Dave Rand is originally from Ithaca, New York and spent his teenage years playing guitar, bass, and singing in punk bands and touring the east coast.[1] When Location disbanded in 2004, Rand began to write for this new project. Now he performs alone on stage with a laptop and microphone where synthesized sounds and samples take the place of guitar amps in this computer generated hardcore band. "Start with a computer kid in a punk rock band, take away the band and this is what you get," says Rand of his evolution.[2]

Robot Goes Here's debut full-length album, The Byte Is In Your Blood, was written and recorded in the period that Rand was graduating from Cornell University. It was mixed by Ray Martin (Gorillaz, Iggy Pop, Mindless Self Indulgence) and Ted Young (Taking Back Sunday, Bouncing Souls, Andrew W.K.). The album covers topics from "When the Well Runs Dry," which contemplates how savage anyone could be under desperate circumstances, to "What All The Screaming's About," a celebration of the struggle between emotion and technology. In "Seeing Green," a chaotic diatribe on waste and consumerism, Rand sings, "I found the idea for this song at the bottom of a dumpster, along with a book on conservation and a bottle of shampoo."[3] The album also includes a cover of AC/DC's "Back in Black."

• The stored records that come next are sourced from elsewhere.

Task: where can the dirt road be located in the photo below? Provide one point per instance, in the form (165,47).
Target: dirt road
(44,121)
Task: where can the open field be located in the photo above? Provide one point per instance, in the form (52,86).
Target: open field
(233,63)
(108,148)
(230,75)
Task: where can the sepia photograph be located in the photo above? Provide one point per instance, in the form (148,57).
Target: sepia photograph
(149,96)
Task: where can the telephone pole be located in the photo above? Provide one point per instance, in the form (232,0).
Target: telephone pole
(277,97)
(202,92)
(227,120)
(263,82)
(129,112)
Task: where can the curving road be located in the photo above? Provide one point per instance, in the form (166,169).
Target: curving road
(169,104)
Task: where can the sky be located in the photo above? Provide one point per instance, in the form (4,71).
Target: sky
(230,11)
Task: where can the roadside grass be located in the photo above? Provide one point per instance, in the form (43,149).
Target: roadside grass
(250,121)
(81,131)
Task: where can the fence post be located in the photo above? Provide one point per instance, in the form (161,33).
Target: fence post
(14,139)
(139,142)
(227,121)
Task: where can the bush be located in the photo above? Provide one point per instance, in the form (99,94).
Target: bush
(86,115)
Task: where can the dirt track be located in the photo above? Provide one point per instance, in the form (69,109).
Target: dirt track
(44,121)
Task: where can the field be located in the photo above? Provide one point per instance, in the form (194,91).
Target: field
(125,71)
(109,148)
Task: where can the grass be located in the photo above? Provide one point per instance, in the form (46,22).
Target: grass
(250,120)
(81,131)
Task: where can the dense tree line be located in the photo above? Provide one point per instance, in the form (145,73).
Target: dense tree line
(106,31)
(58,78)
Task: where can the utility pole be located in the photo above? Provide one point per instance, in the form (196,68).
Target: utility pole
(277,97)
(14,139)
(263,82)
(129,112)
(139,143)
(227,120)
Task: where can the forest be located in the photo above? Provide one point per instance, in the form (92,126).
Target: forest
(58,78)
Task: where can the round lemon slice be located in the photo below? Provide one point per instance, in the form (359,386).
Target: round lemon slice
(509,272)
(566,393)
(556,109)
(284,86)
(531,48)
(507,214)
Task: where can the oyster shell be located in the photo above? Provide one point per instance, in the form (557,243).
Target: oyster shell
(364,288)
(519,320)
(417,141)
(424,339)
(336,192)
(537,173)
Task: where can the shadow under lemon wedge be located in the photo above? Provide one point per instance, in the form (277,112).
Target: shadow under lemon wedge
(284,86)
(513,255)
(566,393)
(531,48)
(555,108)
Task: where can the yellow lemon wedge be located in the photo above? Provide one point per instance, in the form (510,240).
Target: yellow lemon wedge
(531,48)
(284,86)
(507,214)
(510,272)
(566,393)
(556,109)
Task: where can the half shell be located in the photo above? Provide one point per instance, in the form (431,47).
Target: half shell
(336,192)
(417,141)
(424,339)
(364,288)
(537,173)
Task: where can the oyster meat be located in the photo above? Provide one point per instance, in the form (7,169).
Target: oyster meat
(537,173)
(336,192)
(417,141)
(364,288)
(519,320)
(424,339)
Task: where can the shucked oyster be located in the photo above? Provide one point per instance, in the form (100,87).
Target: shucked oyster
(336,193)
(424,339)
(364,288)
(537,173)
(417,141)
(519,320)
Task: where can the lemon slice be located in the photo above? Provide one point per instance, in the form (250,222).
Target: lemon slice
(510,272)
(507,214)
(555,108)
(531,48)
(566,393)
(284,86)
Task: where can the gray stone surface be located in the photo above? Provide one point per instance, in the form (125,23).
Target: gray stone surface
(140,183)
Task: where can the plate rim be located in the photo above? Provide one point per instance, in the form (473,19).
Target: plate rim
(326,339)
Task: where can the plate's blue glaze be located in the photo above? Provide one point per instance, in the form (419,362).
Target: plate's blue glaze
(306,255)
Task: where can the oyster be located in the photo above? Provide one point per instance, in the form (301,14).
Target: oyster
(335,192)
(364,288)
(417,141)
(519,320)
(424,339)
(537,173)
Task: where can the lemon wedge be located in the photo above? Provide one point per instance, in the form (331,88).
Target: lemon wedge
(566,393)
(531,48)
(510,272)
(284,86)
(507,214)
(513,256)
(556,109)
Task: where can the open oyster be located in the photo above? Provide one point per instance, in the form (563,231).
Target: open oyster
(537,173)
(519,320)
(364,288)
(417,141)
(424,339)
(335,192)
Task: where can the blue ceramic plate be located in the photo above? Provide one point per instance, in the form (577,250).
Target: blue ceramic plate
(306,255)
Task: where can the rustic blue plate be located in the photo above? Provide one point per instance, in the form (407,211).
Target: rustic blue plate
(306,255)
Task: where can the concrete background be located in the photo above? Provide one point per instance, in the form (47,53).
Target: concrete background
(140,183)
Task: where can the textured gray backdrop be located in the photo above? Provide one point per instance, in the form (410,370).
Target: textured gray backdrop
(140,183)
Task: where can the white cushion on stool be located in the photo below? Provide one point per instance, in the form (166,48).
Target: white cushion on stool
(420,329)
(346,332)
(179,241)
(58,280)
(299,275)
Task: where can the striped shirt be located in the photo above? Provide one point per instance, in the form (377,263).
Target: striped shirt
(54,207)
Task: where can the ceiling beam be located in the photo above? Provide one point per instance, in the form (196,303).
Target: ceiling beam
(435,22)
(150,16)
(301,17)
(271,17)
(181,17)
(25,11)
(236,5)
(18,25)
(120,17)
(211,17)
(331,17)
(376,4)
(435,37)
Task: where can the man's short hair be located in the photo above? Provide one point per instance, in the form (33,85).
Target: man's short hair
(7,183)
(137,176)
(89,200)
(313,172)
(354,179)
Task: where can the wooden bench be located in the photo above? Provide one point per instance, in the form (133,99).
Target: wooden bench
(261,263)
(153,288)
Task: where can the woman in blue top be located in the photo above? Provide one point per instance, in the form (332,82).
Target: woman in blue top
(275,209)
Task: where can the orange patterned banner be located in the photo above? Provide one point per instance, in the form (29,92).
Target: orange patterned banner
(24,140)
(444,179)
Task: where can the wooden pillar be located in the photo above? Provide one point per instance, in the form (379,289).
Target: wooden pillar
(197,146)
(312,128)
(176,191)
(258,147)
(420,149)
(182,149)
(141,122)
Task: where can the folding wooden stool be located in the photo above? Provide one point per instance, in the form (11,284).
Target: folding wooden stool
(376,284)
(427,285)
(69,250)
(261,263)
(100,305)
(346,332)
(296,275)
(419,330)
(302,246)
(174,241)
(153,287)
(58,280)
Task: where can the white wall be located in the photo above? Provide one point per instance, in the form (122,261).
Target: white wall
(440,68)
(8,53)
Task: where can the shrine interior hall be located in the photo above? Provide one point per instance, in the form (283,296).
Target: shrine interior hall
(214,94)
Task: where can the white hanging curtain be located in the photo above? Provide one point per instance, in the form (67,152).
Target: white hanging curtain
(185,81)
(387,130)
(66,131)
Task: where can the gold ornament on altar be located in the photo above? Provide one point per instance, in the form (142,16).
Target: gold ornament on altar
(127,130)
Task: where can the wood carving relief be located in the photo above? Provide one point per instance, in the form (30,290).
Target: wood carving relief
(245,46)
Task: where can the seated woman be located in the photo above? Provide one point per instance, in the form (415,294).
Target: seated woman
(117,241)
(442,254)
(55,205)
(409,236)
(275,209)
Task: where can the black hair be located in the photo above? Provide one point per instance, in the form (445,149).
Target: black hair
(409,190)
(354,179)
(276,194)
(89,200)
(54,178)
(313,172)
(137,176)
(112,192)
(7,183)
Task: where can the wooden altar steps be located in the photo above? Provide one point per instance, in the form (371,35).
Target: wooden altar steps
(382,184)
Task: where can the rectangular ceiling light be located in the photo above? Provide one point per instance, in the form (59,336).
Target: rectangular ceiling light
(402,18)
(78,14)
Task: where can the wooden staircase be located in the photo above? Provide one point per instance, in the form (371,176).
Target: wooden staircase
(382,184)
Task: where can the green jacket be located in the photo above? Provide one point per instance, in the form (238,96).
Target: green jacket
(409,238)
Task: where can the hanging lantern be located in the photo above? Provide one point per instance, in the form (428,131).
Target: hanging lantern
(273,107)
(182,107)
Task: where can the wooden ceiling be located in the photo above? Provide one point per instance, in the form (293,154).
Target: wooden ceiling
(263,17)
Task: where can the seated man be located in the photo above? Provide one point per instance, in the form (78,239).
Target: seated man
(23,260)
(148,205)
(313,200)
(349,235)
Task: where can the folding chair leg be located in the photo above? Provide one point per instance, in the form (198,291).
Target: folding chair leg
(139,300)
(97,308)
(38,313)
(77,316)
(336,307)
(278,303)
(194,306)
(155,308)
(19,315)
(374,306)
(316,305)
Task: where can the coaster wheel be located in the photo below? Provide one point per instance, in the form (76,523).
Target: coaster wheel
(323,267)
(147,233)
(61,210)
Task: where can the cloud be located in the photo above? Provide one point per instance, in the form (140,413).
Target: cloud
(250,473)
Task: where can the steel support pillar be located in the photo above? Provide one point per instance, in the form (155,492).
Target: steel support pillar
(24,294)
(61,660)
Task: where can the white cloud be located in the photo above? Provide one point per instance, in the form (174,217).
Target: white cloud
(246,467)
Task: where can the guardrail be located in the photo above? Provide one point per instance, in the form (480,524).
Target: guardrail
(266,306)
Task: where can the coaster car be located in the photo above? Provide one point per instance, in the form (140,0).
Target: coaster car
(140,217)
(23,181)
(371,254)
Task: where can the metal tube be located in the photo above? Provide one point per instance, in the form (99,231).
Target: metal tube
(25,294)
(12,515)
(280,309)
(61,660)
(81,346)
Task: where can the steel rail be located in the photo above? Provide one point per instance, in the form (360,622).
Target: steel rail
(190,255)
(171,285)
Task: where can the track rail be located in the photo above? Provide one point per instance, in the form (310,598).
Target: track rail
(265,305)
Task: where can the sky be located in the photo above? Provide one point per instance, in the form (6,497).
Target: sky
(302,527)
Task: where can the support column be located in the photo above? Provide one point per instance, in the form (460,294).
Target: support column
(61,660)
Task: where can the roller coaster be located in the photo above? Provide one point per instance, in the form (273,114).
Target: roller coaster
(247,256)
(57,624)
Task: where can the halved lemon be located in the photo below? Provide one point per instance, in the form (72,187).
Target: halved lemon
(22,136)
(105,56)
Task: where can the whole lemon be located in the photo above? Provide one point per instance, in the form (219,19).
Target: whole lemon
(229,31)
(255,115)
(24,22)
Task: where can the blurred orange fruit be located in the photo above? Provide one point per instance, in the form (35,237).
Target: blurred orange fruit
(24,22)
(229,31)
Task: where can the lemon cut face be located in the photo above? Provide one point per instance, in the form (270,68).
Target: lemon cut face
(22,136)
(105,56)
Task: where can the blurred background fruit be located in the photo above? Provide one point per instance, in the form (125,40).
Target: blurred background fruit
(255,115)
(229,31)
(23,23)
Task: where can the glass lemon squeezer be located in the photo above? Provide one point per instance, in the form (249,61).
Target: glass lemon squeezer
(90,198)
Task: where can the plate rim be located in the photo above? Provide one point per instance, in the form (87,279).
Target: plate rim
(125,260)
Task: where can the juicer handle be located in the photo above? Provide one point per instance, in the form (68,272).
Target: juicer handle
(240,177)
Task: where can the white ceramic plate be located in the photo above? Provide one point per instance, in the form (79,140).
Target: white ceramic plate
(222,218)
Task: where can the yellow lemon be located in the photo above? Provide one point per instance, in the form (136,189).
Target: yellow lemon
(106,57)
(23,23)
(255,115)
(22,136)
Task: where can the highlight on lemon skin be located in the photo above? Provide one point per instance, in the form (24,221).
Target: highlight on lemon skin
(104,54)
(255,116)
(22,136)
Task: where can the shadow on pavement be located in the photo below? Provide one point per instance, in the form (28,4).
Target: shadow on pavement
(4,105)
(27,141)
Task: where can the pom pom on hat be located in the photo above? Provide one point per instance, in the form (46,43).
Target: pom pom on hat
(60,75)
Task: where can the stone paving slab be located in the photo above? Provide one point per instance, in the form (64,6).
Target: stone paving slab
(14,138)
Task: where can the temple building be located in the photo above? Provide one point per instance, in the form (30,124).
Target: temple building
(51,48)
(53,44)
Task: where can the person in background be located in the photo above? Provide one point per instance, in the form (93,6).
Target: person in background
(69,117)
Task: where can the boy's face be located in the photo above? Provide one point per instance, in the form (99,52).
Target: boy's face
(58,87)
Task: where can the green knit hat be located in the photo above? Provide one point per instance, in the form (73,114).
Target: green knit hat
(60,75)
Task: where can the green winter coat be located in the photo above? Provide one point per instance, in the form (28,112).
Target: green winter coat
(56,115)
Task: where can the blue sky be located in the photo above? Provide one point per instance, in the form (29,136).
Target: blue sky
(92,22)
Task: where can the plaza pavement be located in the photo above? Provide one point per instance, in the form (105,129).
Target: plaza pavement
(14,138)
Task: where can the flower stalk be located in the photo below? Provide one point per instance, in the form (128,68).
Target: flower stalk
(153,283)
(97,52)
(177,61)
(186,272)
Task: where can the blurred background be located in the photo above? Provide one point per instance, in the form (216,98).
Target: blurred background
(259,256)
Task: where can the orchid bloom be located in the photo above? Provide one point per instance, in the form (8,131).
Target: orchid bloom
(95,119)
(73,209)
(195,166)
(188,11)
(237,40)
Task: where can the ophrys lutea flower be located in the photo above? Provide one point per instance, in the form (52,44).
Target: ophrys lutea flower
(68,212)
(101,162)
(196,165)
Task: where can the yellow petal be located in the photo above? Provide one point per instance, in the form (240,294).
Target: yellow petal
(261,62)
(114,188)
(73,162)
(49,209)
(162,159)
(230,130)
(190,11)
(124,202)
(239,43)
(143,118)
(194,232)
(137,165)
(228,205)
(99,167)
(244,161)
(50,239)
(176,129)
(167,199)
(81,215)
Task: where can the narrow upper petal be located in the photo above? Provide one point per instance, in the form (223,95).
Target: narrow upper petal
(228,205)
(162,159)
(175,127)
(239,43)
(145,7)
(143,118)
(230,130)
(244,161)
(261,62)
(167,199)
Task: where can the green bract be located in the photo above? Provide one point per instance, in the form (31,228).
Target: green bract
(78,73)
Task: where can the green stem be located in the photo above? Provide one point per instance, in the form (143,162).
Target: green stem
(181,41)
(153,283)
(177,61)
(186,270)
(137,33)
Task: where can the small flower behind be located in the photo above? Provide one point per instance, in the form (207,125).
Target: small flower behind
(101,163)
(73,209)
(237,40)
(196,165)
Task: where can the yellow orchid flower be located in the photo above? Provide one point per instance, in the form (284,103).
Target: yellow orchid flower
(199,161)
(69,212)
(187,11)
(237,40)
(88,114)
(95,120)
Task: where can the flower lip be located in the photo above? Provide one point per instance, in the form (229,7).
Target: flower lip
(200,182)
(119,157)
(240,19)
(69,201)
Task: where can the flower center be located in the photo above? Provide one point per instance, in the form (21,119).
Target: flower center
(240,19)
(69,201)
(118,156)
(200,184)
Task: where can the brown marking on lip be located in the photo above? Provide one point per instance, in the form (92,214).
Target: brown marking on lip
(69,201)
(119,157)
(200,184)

Robot Goes Here was featured on NPR's nationally syndicated Here and Now program along with his involvement in the Antenna Alliance.[4] "When The Well Runs Dry" is on millions of laptops sent to children in developing countries as part of MIT's One Laptop Per Child initiative.[5] The "What All The Screaming's About" music video was selected for the 2006 No Exit international film festival and two Robot Goes Here instrumental songs are on the soundtrack for the Eyeball Knights 4 video game.

Dave Rand also performs acoustic songs under the moniker Gertler's Law, including a number of Robot Goes Here covers.